In a weird way, I think the mainstream American voter is a lot like me. I grew up in San Francisco, and have lived all but three years of my life in the Bay Area. And I had no idea that the SF Giants had a pretty good season until they were a few games into the playoffs. Am I, like, “Go Giants!”? Sure, yes, why not. But I don’t follow them, and I know nothing about their players except that one of them has a big hipster beard. I’m pretty much oblivious to the team and, for that matter, all of professional sports.
Well, that’s exactly how a massive chunk of the US electorate is about politics! They aren’t paying all that much attention, and the extent of their attention is pretty shallow. Maybe they favor a home team (Dems in “blue states”, Repubs in “red states”), and maybe they don’t. Maybe they’ll show up to vote, and maybe they won’t. If they’re the somewhat rare “swing voter”, they might be convinced to vote for one candidate or the other for the most inane of reasons (“have a beer with”, random gaffe, etc.)
Meanwhile, there’s been a longstanding assumption in the pundit field that those who aren’t actively left or right politically are therefore centrists. Middle-muddle politics are supposed to appeal to them. Thomas Friedman is supposed to speak for them.
But no, that’s not how it is at all. Yes, there are committed progressives on the left and committed conservatives on the right. Despite establishment whines about how a few percent of them peel off and vote for the likes of Ralph Nader thus tipping the scales, for the most part, people who are dialed in politically vote strategically, which typically includes coming around to support their party’s nominee against the greater evil on the other side (you’re a Daily Kos reader, correct? And you voted for Hillary Clinton, correct?) In between the left and right, though, people aren’t centrists.
What they are, the mass of people who aren’t actively progressive or conservative, is politically unengaged. They aren’t paying much attention. Their understanding of issues is shallow. And centrism is the last thing that’s going to ever win them over:
- A low-information voter who usually supports Republicans by default can only be won over (if at all) by Democrats who have an aggressive agenda.
- Someone who leans left, maybe really dislikes Republicans, but who is flaky about showing up to vote, can only be dragged to the voting booth by Democrats who are exciting and populist.
- And the “swing voter”, who is oblivious to political realities and impressionable, is going to be most impressed by a Democrat whose proposals are ambitious and exciting.
Trump got this. He won “the center”, that is, the politically unengaged, by engaging them. He promised “yuuuuge” changes, so much winning “you’ll get tired of winning”, and so on. It was hollow bluster, but it was more than Hillary was doing to stir up America’s vast all-important boredom constituency.

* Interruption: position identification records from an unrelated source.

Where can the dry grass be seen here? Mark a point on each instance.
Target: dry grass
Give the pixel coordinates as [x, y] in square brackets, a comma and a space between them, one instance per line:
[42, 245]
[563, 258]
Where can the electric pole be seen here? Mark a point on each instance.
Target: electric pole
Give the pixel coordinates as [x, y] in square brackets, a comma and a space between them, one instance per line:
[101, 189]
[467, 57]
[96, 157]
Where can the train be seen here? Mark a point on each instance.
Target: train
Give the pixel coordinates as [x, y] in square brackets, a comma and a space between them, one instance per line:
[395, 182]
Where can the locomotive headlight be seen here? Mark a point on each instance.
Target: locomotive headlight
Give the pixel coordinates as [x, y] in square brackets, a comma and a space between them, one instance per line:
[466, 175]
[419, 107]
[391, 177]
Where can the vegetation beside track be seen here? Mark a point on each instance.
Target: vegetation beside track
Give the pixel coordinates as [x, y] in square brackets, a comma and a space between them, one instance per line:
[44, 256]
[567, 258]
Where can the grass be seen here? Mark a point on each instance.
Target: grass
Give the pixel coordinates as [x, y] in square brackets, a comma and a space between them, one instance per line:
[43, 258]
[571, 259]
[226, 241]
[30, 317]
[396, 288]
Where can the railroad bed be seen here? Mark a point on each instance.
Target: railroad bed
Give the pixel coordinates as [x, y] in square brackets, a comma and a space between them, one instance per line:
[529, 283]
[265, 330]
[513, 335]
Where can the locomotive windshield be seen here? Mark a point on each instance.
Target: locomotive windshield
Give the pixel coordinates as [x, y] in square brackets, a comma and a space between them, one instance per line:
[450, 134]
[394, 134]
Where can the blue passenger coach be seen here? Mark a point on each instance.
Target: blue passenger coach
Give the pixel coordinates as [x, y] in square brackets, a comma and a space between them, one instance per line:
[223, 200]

Democrats can play that game. What Democrats need to do, urgently, is to finally bury the DLC. The DLC, officially, was already dead, which should have been a clue to the Dem establishment that a DLC candidate (albeit struggling to sell herself as a progressive incrementalist) would fail (or at least could fail, yes I know about Comey, voter suppression, media stupidity, and so on) in 2016. Democrats can play it better, because Democrats have a stronger claim on the kinds of policies that will help rather than hurt regular Americans. We should win, and we can win.